Opinion
No. 1840.
October 25, 2007.
Order, Supreme Court, Bronx County (Janice L. Bowman, J.), entered on or about September 1, 2006, which granted defendant City of New York's motion for summary judgment dismissing the complaint as against it, unanimously affirmed, without costs.
Napoli Bern Ripka, LLP, New York (Denise A. Rubin of counsel), for appellants.
Michael A. Cardozo, Corporation Counsel, New York (Norman Corenthal of counsel), for respondent.
Before: Tom, J.P., Nardelli, Sweeny and Catterson, JJ.
Defendant made a prima facie case of entitlement to summary judgment by establishing that it had no notice of prior sexual assaults at the subject pool before the alleged sexual assaults were perpetrated upon infant plaintiffs, and that the assaults were not foreseeable ( see Maheshwari v City of New York, 2 NY3d 288).
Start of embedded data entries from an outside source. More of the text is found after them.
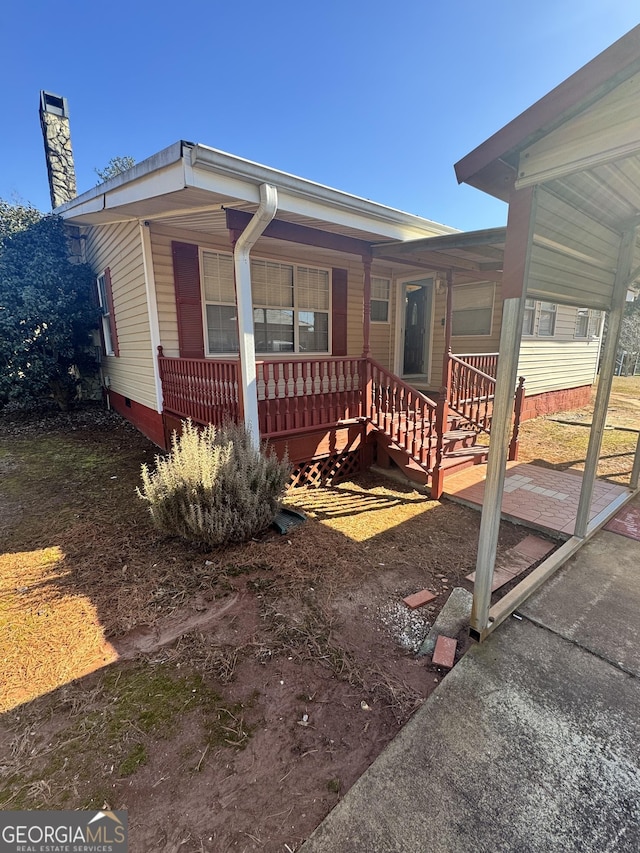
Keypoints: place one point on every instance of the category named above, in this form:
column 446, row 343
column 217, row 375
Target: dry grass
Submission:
column 560, row 440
Defendant also demonstrated that it took reasonable measures to oversee the pool activities and maintain the pool in a safe condition ( see Florman v City of New York, 293 AD2d 120, 127). In response, plaintiffs pointed to no prior incidents that would have alerted defendant to the forsee-ability of the sexual assaults ( see Michele M. v Board of Educ. of City of N.Y, 3 AD3d 370, 372), and otherwise failed to raise a triable issue of fact regarding whether the pool staff failed to quickly and effectively remove the perpetrator from the pool after being notified of the initial sexual assault.